The Plot Against America by Philip Roth

In The Plot Against America, Philip Roth imagines a tweaked history of the United States.  In the other 1940, American aviator, celebrity, anti-Semite, and isolationist Charles Lindbergh wins the Republican nomination.  Campaigning on the argument that a vote for FDR is a vote for war, he wins the election handily.  After Lindbergh becomes president, the US signs a non-agression pact with Nazi Germany.  This book follows what this all means through the eyes of a Jewish family in Newark, and particularly through the eyes of a small boy in that family named Philip Roth.

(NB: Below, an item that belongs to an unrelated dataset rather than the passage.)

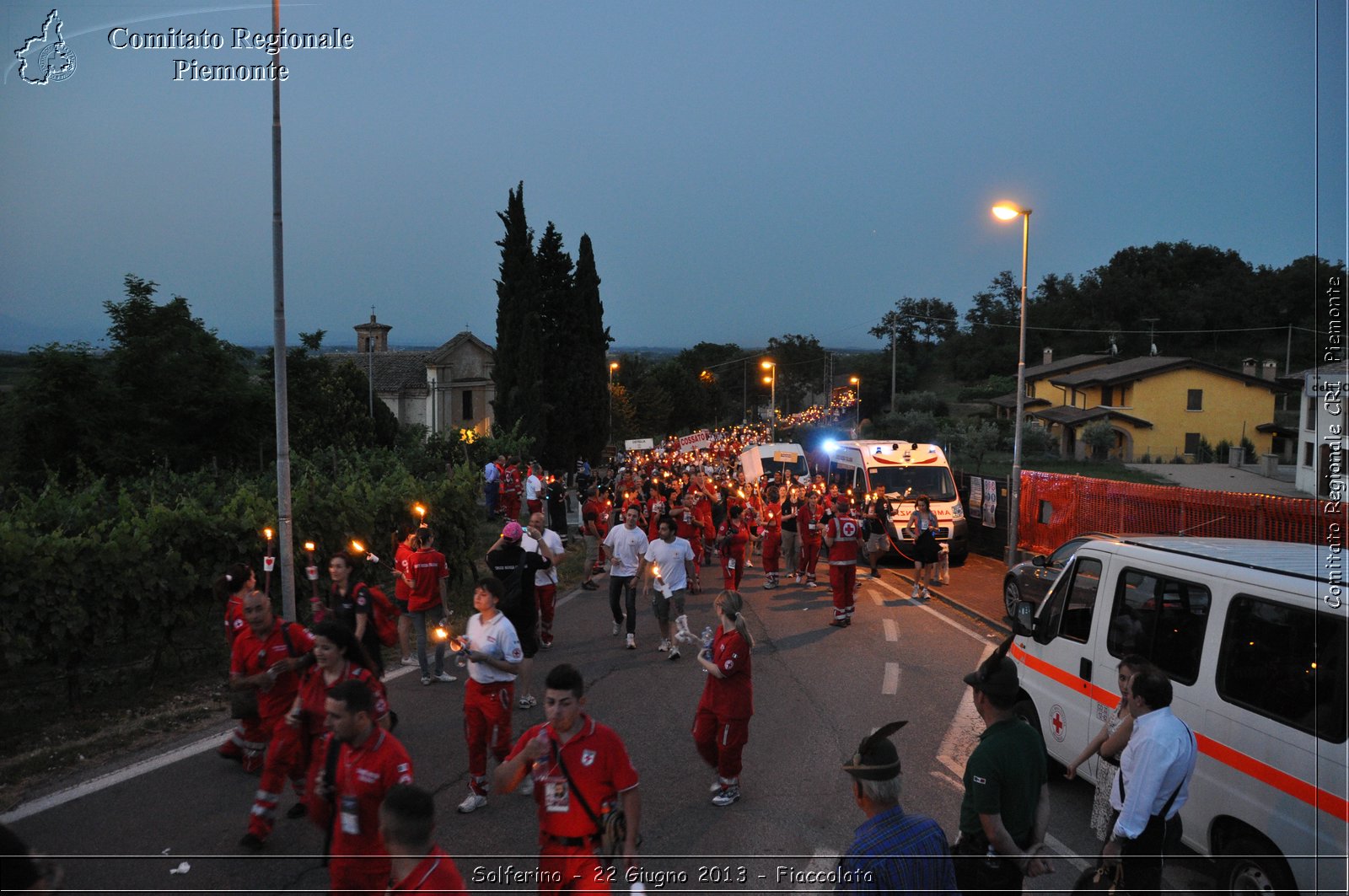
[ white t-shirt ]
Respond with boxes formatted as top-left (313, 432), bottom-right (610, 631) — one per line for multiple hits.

I call it ‘tweaked history’ rather than ‘alternate history’ because the book, or at least the first 3/4 of it, is eerily plausible.  So plausible that it was actually difficult for me to  read at long stretches.  One of the most difficult sections is when the Roths take a family trip to see the sites of Washington, DC.

There they visit the Lincoln Memorial and hear anti-Semitic comments directed at them at its base, return to their hotel to learn that they are being asked to leave with the excuse that their reservation booked months before is no good, then they stand in the street as President Lindbergh flies over the city piloting an Air Force jet and the crowds around them erupt in cheers.  I can believe that scenes similar to this have actually been experienced by minority families in the US capital.

The plausibility continues as the American Jewish community divides over how to approach Lindbergh’s administration, whether or not to believe growing rumors that there are programs underway in collusion with Nazi Germany to answer the Jewish Question in North America.  Some prominent Jewish leaders cozy up to the administration and are rewarded with jobs and celebrity, while those who fight new moves to politely yet coercively relocate Jews are labeled as fear-mongers not to be listened to.

Not to ruin the book, I will only say that I don’t think that Roth pulled off the ending, although I don’t think it would have been at all pleasant if he had written an ending in continuity with the rest of the book.

My basic take: if you’re interested in history, race in America, World War II, or trying out Philip Roth as an author, this is definitely worth your time, despite some disappointment near the end.